Found an academic journal article, "The Brothers Karamazov and the Poetics of Serial Publication" (http://sites.utoronto.ca/tsq/DS/07/087.shtml), with this:

"I would like to address certain issues involved in the publication and reception of The Brothers Karamazov, which appeared in sixteen installments in The Russian Herald over a period of almost two years, January 1879 to November 1880. This makes The Brothers Karamazov Dostoevsky's longest serialized novel (and thus his most demanding for his readers).
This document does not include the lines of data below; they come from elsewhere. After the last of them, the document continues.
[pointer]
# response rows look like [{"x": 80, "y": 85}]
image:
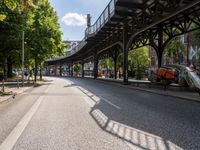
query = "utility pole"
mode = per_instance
[{"x": 22, "y": 58}]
Since, as he admitted, it was also the novel that he had least drafted as he began serialization, it was in many ways the most demanding for him, and his need for ongoing research into such topics as the investigative process as well as his personal problems forced him no less than eleven times to miss the month's installment of a 'book' (kniga) and several times to change his plans for the novel as it unfolded."

Sounds to me as if the whole thing got a bit out of hand.

I guess you've read at least some of the Wallander books, then? I haven't but my wife has, which led to us watching, and in three cases re-watching, the BBC series, called just Wallander. I thought it was quite good overall. The re-watching was because several years ago one season had been available but not the others. Now they all are, on Amazon Prime. Oh wait, it was probably BritBox.

Not so surprising that BK is a bit of a mess then, I guess. Eleven missed deadlines out of sixteen is pretty bad.

Speaking of Dostoevsky, the old Garnett translations are out of copyright and can be found at Project Gutenberg, at least the big ones. I certainly wouldn't want to read any of the books on a screen, but having an electronic copy is handy for looking up passages.

Hillerman is partially responsible for my visiting New Mexico a few years ago -- he, and Ed Abbey!

I've never read Abbey. I'd probably like him. I have seen a bit of the Southwest and would very much like to see more.